Friday, April 9, 2010

Mario Kart Love Song

I love love love this song




lyrics:

V1:
You be my princess
I'll be your toad
I'll follow behind you
on rainbow road
Protect you from red shells
wherever we go
I promise.

V2:
Noone will touch us
if we pick up a star
If you spin out
you can ride in my car
When we slide together
we generate sparks
in our wheels and our hearts

Chorus:
The finish line
is just around the bend
I'll pause this game
so our love will never end
Let's go again

V3:
The blue shell is coming
so I'll go ahead
If you hang behind
it'll hit me instead
but never look back
cause I'm down but not dead
I'll catch up to you

Bridge:
Don't worry about
Bowser or DK
Eat this glowing mushroom
and they'll all fade away

Chorusx2

to the mushroom cup
and the flower cup
and the star cup
and the reverse cup

walalalalala
walalalalalawaluigiiiiii

Monday, March 15, 2010

Europe

I can't stop thinking about Europe.  We have a wiki, a google map, 3 Let's Go books and a book about Hostels.

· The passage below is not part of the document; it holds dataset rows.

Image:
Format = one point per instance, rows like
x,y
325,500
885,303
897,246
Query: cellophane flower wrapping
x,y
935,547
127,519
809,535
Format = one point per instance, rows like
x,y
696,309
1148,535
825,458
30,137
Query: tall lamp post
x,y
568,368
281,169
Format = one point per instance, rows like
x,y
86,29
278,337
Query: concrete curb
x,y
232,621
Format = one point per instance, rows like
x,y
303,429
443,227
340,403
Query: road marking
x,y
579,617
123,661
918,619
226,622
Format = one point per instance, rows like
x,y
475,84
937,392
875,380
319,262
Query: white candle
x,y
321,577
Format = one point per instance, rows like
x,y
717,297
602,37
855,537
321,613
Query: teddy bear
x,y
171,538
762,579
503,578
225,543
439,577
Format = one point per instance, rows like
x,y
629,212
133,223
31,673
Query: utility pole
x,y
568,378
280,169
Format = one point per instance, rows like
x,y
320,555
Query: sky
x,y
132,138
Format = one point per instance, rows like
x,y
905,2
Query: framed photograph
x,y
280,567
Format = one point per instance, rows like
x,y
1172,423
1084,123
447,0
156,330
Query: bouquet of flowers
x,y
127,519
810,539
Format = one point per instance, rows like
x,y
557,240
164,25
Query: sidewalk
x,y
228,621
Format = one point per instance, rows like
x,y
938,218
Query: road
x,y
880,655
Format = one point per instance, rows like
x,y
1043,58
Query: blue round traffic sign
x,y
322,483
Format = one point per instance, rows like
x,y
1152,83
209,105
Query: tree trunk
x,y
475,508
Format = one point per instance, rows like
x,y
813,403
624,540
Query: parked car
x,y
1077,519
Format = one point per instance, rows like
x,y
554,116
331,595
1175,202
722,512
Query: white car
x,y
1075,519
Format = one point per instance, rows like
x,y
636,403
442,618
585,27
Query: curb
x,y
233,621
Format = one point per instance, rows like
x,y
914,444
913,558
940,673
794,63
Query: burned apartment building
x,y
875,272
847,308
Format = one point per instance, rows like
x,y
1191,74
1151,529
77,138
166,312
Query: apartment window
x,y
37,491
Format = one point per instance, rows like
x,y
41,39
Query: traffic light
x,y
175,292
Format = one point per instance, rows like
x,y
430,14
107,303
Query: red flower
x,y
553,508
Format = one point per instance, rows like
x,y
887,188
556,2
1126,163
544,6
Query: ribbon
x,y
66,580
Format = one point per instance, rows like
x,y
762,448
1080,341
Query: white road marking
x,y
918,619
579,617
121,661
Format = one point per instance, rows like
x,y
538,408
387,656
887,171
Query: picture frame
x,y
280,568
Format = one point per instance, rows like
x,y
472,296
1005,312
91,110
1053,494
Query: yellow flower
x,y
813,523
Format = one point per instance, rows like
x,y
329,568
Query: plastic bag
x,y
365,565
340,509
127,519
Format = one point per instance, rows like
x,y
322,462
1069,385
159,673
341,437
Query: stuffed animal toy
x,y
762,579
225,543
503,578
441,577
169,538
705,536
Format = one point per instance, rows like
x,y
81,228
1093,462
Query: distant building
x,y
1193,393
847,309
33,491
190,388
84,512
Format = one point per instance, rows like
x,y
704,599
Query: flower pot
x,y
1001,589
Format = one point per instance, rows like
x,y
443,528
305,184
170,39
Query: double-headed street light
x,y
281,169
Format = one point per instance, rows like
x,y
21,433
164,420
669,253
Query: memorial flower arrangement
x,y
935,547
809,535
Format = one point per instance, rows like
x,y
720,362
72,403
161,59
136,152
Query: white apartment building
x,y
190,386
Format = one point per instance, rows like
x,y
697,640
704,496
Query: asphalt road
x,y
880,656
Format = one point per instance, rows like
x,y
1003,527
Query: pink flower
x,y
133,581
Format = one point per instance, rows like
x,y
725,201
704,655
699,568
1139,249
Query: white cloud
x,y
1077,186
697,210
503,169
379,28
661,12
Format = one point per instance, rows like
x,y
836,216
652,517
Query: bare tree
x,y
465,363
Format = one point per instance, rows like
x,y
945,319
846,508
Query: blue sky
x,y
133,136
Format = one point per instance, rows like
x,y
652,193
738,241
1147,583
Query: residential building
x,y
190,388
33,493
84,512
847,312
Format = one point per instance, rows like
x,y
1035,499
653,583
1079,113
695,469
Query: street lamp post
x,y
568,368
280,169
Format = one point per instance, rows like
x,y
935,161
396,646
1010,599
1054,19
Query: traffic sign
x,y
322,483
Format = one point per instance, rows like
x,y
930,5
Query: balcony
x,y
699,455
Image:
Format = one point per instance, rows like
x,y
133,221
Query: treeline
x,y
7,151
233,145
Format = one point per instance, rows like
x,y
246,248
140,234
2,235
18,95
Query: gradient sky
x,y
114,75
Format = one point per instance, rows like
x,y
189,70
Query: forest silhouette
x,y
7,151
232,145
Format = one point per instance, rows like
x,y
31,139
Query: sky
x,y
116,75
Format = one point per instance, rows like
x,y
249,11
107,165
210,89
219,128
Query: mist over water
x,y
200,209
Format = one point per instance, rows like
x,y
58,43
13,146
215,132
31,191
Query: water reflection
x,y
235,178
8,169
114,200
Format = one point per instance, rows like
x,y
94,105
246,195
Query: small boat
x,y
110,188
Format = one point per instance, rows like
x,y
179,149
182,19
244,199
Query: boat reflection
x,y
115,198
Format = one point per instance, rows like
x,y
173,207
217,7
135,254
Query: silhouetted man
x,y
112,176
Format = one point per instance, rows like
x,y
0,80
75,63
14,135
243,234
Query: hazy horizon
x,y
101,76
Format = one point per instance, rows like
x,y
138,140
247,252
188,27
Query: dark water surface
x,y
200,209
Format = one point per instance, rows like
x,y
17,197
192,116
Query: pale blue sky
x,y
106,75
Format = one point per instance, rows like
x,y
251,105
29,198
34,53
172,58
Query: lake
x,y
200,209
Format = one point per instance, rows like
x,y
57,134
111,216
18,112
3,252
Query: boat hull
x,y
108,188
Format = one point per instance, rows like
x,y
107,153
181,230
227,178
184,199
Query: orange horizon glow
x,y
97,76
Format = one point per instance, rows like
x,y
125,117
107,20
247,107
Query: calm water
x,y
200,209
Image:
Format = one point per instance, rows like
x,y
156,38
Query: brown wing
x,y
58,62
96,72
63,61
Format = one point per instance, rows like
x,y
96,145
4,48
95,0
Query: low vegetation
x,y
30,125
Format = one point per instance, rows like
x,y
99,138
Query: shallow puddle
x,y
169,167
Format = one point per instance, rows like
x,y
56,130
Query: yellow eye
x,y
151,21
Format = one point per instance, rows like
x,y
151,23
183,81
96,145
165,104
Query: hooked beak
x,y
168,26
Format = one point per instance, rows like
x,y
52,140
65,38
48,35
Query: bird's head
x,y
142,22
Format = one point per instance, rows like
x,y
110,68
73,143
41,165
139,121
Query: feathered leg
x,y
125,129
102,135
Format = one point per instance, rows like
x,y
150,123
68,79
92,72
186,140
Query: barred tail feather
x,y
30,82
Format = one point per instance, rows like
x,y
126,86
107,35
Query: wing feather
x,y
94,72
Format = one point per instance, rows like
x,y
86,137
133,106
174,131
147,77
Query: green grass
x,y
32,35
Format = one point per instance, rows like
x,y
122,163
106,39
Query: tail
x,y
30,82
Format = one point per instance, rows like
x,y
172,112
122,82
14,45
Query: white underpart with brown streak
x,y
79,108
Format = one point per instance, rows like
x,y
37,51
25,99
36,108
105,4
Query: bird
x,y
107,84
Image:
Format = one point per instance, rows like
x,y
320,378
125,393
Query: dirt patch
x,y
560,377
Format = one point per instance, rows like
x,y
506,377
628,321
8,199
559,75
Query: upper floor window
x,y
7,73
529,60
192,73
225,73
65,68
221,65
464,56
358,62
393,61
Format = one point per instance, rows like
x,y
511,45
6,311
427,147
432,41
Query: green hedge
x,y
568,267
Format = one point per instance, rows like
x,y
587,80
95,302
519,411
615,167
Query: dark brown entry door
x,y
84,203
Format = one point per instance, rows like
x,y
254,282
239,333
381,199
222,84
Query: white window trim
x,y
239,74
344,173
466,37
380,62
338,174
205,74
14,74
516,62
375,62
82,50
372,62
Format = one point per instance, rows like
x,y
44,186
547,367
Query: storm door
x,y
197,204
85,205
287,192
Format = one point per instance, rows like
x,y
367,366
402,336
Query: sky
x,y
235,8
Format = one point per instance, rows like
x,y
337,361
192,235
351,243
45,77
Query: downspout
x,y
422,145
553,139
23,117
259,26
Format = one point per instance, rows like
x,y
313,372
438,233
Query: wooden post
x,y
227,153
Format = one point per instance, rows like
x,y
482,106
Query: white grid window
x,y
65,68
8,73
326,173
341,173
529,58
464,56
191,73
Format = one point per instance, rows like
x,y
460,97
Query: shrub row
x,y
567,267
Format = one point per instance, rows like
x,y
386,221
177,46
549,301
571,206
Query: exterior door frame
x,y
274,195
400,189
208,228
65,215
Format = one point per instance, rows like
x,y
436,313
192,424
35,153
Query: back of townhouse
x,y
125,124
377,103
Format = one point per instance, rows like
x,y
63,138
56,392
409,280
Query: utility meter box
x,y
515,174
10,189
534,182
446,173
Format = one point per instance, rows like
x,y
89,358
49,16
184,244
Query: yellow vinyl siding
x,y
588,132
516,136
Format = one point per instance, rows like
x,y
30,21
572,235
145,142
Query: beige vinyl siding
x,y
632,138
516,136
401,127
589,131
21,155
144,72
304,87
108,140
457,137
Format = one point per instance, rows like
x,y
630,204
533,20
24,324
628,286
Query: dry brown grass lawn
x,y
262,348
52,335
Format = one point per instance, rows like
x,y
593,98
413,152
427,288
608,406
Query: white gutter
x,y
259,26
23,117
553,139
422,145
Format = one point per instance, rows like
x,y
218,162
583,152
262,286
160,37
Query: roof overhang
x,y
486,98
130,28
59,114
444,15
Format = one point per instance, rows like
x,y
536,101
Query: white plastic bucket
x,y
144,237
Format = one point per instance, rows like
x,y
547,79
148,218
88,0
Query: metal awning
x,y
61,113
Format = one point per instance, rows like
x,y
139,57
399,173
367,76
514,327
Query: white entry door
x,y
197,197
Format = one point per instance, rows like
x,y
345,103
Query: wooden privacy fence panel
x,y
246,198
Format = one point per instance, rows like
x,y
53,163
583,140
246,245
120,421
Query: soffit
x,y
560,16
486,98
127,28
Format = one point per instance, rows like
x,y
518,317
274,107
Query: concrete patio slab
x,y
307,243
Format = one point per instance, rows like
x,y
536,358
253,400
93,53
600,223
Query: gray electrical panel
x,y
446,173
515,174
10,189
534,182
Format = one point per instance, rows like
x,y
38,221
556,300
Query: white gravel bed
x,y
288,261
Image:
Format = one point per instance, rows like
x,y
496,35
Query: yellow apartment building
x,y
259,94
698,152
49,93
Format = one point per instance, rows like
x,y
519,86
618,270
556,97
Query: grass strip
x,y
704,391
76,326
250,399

And I spend way too much time procrastinating by reading those books and adding stuff to the wiki from websites.  

And I dream about Europe constantly.  Sometimes I have nightmares about getting lost or kidnapped or whatever but usually they are pleasant dreams of quaint B&Bs, pubs and gorgeous lands I have not seen.

I want to leave now.  Though I have no where near enough money to accomplish this.  Unfortunately I need to lay off the research because it is still school time and I have to get decent grades this semester or say "Bye bye" to law school.

Wednesday, March 10, 2010

Irish

One of the most exciting things about planning this Europe trip is thinking about being in Ireland.  My second favorite holiday behind Halloween is St. Patrick's Day partially because everyone is Irish on that day.


My pandora station for the last couple of weeks is an Irish/Celtic station.  I've found a lot of amazing artists I didn't know about before because of it. 


We were halfway there when the rain came down
Of a day -I-ay-I-ay
And she asked me up to her flat downtown
Of a fine soft day -I-ay-I-ay
And I ask you, friend, what's a fella to do
'Cause her hair was black and her eyes were blue
So I took her hand and I gave her a twirl
And I lost my heart to a Galway girl 



This is what I'm excited about 
















This is a castle on the cliffs near Galway.













And to see the James Joyce house in Dublin. I love Ulysses.  Not just for the literature but what it means for society because it was one of the first books banned from distribution in the U.S. because of "obscenity".  











I am totally a history nerd.  I'm so excited for all the historical things I get to experience, I know there is more to Europe than that but that's what I'm most excited about.